Parole, ha ribattuto Yushchenko, che umiliano l’Ucraina. Eppure è proprio la mancanza di unità tra i potenti di Kiev a fare il gioco dei russi. E forse la loro arma non troppo segreta per eliminare Yushchenko è la donna che sta al fianco del presidente, Yulia Tymoshenko. Per mesi, da quando lei è tornata al Governo nel dicembre 2007, il presidente ha manovrato per toglierle spazio di manovra, entrambi intenti a rafforzare il proprio potere personale più che a gestire bene il Paese. Paradossalmente, dopo una crisi che avrebbe potuto portare alle elezioni anticipate, la guerra tra Yushchenko e la Tymoshenko è riesplosa nel momento in cui hanno ricucito la loro alleanza. Rappezzato, sarebbe meglio dire: a fine dicembre, mentre Yushchenko era all’estero, la Tymoshenko ha forzato il partito del presidente ad allearsi con il proprio perché era preoccupata che a sua volta Yushchenko si riavvicinasse con il terzo attore della scena politica ucraina, il filo-russo Viktor Yanukovich. Con il quale lei stessa stava trattando una coalizione.
A Kiev riescono anche a scherzarci su: un ucraino - dice una battuta - è una squadra; due ucraini sono una squadra con dentro un traditore. Solo chi avesse seguito nei dettagli in questi anni le contorsioni della politica locale non trasalirebbe all’idea che proprio il Blocco della Tymoshenko, ritrovata l’alleanza con Yushchenko, sta manovrando per votare l’impeachment contro il presidente: appuntamento alla ripresa dei lavori parlamentari, martedì 13 gennaio.
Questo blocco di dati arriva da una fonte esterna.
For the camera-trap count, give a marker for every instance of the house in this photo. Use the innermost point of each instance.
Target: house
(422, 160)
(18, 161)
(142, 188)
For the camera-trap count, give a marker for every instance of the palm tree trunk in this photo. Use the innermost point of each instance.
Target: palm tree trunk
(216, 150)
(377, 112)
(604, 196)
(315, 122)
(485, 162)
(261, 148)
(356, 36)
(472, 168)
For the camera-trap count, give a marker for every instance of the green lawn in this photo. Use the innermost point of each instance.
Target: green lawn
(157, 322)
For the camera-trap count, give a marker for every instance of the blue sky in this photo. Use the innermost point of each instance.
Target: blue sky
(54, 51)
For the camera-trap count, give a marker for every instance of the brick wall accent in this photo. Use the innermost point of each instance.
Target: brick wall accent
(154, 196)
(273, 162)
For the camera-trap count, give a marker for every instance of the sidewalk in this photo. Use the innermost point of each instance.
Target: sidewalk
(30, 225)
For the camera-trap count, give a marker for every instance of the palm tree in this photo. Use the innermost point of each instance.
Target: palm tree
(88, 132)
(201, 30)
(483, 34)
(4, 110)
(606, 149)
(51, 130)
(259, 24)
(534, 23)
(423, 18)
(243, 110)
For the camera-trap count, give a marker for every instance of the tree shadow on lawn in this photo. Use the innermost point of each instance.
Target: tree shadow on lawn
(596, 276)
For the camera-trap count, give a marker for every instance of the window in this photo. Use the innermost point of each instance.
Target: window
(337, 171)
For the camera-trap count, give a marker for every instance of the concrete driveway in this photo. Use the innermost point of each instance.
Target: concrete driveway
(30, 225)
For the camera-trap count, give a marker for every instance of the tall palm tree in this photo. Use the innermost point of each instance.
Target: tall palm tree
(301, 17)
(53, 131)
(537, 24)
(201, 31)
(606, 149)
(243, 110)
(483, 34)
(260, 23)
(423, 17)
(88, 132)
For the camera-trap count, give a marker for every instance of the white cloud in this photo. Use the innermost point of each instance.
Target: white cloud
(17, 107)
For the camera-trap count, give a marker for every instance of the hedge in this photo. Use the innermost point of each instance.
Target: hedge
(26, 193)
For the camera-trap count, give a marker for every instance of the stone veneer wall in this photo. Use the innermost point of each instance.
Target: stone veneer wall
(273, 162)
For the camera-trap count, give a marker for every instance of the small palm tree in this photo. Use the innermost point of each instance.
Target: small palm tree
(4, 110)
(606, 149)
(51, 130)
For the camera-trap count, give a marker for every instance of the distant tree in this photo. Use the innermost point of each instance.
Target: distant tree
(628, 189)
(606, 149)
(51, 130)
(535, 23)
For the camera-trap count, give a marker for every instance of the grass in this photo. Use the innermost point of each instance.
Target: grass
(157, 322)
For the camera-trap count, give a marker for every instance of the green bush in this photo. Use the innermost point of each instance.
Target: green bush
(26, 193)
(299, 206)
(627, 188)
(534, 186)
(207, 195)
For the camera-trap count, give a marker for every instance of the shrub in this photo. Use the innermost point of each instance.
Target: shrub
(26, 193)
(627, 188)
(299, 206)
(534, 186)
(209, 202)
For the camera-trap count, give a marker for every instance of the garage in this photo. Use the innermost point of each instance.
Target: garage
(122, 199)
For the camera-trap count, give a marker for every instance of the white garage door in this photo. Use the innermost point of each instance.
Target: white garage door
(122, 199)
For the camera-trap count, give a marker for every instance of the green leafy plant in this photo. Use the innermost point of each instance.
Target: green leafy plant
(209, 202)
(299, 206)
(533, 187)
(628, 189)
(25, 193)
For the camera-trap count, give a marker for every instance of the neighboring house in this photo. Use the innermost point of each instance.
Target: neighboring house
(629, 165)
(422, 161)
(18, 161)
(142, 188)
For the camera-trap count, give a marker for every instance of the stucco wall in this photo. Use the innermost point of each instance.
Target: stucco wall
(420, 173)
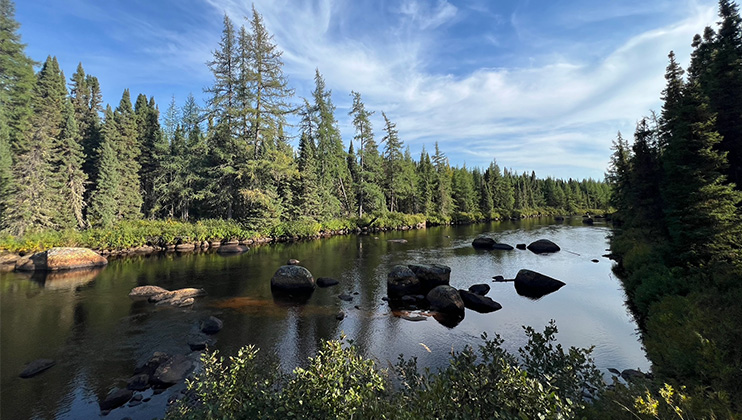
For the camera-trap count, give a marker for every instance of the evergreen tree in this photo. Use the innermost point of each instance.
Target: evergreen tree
(104, 200)
(394, 183)
(426, 182)
(334, 177)
(369, 194)
(268, 86)
(16, 78)
(86, 100)
(70, 164)
(700, 208)
(442, 201)
(36, 195)
(149, 138)
(128, 150)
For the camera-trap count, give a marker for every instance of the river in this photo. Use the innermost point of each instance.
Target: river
(97, 335)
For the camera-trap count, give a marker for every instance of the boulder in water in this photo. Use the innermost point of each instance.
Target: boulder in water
(543, 246)
(535, 285)
(61, 259)
(293, 279)
(479, 303)
(402, 281)
(445, 299)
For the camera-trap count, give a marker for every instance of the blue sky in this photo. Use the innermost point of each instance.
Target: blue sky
(538, 85)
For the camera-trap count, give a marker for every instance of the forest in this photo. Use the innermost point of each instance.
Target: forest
(678, 236)
(70, 162)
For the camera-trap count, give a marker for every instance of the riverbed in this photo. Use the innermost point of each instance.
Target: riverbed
(97, 335)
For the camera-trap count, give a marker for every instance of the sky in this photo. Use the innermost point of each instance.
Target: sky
(537, 85)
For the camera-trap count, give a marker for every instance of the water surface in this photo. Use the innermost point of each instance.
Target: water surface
(97, 335)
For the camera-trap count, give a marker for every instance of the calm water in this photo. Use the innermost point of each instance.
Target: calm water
(98, 335)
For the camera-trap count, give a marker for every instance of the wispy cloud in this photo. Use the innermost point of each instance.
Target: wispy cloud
(536, 85)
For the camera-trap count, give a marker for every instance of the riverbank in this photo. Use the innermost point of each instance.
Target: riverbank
(140, 237)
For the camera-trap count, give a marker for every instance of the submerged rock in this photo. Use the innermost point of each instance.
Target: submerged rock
(480, 289)
(543, 246)
(445, 299)
(535, 285)
(36, 367)
(172, 371)
(61, 259)
(479, 303)
(116, 398)
(402, 281)
(293, 279)
(211, 325)
(146, 291)
(483, 242)
(431, 275)
(326, 282)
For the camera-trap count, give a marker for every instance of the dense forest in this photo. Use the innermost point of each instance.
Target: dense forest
(70, 162)
(679, 221)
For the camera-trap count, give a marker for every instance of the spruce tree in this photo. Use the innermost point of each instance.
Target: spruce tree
(333, 174)
(70, 164)
(149, 137)
(86, 101)
(700, 208)
(16, 78)
(128, 150)
(369, 194)
(36, 195)
(104, 200)
(393, 163)
(269, 92)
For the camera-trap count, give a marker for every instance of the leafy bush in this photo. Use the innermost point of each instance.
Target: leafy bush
(339, 383)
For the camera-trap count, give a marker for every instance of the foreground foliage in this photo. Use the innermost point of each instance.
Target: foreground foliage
(546, 382)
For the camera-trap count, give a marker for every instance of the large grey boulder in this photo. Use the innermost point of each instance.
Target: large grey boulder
(293, 279)
(535, 285)
(116, 398)
(61, 259)
(543, 246)
(431, 275)
(483, 242)
(479, 303)
(36, 367)
(445, 299)
(180, 297)
(146, 291)
(172, 371)
(402, 281)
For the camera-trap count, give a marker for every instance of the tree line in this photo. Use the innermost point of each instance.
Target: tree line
(68, 161)
(677, 192)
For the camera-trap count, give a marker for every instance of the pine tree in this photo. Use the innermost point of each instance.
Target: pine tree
(725, 90)
(70, 164)
(369, 195)
(104, 200)
(86, 100)
(426, 181)
(16, 77)
(393, 164)
(6, 167)
(268, 87)
(334, 177)
(128, 150)
(36, 195)
(700, 208)
(149, 136)
(443, 204)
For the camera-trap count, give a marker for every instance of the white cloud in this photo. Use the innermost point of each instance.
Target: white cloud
(557, 117)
Tra gli atti di accusa sono le conclusioni di una commissione d’inchiesta della Verkhovna Rada, il Parlamento di Kiev: Yushchenko, l’estate scorsa, avrebbe autorizzato la vendita di armi alla Georgia, e inviato specialisti che hanno anche combattuto contro i russi. «Non riesco a pensare a un crimine più grande che fornire armi in una zona di guerra», si scandalizzava Putin l’ottobre scorso, incontrando a Mosca la Tymoshenko.
Si dice che personalmente il primo ministro russo non la sopporti: eppure è la Tymoshenko la carta giusta per il Cremlino nella tormentata scena politica ucraina. Quando l’estate scorsa Yushchenko si schierò con la Georgia, e lei rimase più fredda, venne accusata dal presidente di alto tradimento, e di essere un agente del Kgb. Ma come scrisse allora Dmitrij Trenin, politologo del Carnegie Endowment for International Peace, Yulia Tymoshenko è piuttosto una pragmatica, «che comprende le complessità del proprio Paese». Dove la maggior parte degli elettori desiderano entrare nella Ue, e al tempo stesso mantenere buoni rapporti con la Russia. Restando tra Est e Ovest, un Paese tra due mondi.